It should be noted that the terms "upper", "lower", "left", "right", and the like used in the embodiments of the present application are described in terms of the angles shown in the drawings, and should not be construed as limiting the embodiments of the present application. In addition, in this context, it will also be understood that when an element is referred to as being "on" or "under" another element, it can be directly on "or" under "the other element or be indirectly on" or "under" the other element via an intermediate element.
The embodiment of the application provides a valve and a valve support 1 thereof, as shown in fig. 1 and 2, the valve comprises a valve support 1, a valve leaflet 2 and a skirt 3, wherein the valve leaflet 2 and the skirt 3 are both mounted on the valve support 1, and the valve leaflet 2 is positioned in a space formed by the valve support 1; the valve support 1 can be of a grid structure, the skirt edge seals the grid of the valve support 1 through different designs and sewing, and blood can be prevented from flowing back from the gaps of the native valve when the blood of the heart flows back. Wherein, the material of the skirt 3 can be PET, PTFE, biological tissue material.

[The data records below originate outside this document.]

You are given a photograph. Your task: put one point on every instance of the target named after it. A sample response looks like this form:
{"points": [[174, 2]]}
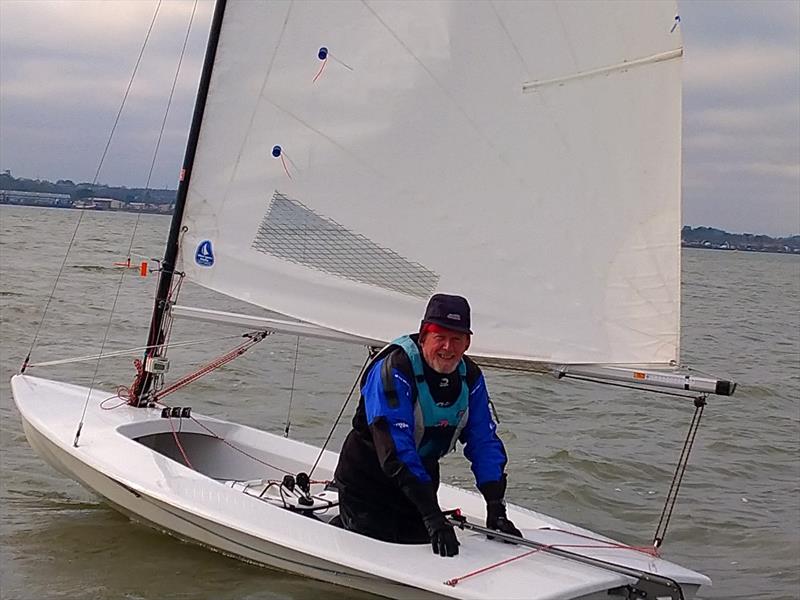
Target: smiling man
{"points": [[419, 397]]}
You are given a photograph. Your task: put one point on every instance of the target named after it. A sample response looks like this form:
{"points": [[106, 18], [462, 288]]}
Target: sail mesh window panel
{"points": [[292, 231]]}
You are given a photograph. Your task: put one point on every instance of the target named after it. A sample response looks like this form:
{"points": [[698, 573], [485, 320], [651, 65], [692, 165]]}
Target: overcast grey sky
{"points": [[65, 65]]}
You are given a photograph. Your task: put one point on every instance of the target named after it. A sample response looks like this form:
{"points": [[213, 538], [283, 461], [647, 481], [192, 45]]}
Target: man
{"points": [[418, 397]]}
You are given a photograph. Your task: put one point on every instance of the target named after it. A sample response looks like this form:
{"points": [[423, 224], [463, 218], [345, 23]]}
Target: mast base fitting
{"points": [[157, 365], [177, 412]]}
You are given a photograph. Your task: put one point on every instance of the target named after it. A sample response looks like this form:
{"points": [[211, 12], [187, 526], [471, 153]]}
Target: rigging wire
{"points": [[677, 478], [138, 217], [164, 122], [94, 181], [341, 412], [128, 352], [291, 390]]}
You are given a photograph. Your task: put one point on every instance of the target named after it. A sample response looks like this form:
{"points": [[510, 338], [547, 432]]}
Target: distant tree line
{"points": [[78, 191], [708, 237]]}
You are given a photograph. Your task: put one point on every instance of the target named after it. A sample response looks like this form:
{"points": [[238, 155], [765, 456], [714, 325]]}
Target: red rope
{"points": [[215, 364], [178, 443], [606, 544], [453, 582]]}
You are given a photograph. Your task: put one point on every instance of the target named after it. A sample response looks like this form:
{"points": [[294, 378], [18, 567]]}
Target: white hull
{"points": [[128, 456]]}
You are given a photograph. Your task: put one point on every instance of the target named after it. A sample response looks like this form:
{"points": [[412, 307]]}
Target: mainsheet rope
{"points": [[604, 544]]}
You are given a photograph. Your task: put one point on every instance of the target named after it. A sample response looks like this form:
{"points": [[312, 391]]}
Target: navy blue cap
{"points": [[448, 311]]}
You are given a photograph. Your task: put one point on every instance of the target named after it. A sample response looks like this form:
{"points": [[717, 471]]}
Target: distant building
{"points": [[35, 198], [106, 203]]}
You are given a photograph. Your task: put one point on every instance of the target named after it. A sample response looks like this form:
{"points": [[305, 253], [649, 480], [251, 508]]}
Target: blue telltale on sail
{"points": [[204, 256]]}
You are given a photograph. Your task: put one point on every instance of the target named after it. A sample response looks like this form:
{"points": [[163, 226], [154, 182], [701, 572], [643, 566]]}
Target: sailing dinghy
{"points": [[347, 160]]}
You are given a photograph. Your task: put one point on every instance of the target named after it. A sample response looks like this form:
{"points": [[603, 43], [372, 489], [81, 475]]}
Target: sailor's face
{"points": [[443, 350]]}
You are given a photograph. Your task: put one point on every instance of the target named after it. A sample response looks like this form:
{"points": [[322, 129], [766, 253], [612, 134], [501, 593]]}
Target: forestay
{"points": [[356, 157]]}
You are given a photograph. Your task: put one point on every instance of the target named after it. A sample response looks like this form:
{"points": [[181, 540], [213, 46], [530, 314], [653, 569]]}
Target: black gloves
{"points": [[493, 492], [443, 538], [496, 518]]}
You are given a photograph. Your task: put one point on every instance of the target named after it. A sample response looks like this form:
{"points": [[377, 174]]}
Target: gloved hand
{"points": [[443, 538], [496, 518]]}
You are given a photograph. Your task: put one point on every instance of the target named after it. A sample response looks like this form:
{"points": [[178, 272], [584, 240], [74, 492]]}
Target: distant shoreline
{"points": [[765, 244]]}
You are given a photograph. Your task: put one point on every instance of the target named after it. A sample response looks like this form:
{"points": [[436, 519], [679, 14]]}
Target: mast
{"points": [[157, 333]]}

The expansion mode of the valve can comprise a balloon expansion mode and a self-expansion mode, wherein the balloon expansion mode is that a balloon is placed in a transcatheter aortic valve, and the valve is pressurized to expand the balloon after being delivered into a body through a delivery system so as to drive the valve to expand and be anchored at a lesion position; the self-expanding expansion mode realizes expansion through inherent characteristics of a transcatheter aortic valve stent material, when the stent is placed into a human body, the transcatheter aortic valve is radially compressed and placed in a catheter of a delivery system, and after the stent is placed into the human body, the catheter is withdrawn, so that the valve can be self-expanded to the original size under the unconstrained condition so as to be anchored at a diseased position. Thus, a valve that is balloon-expanded in an expansion manner is a balloon-expanded valve, and a valve that is self-expanding in an expansion manner is a self-expanding valve.
After the valve is placed in a human body, taking the view shown in fig. 1 and 2 as an example, blood flows from top to bottom, and under the pressure of the blood, the valve leaf 2 is opened, so that the blood passage of the valve is opened, and at this time, the valve is in an open state; when the pressure of the blood disappears, the valve leaf 2 can be deformed and closed, thereby blocking the blood channel of the valve and preventing the blood from flowing backwards, and at the moment, the valve is in a closed state. Meanwhile, the valve can be supported at the diseased valve of the human body after being placed in the human body, so that the valve can work instead of the diseased valve. Therefore, the valve needs to be ensured to be in the position after being placed in the human body, namely, the valve needs to be placed and then falls off after being placed in the human body.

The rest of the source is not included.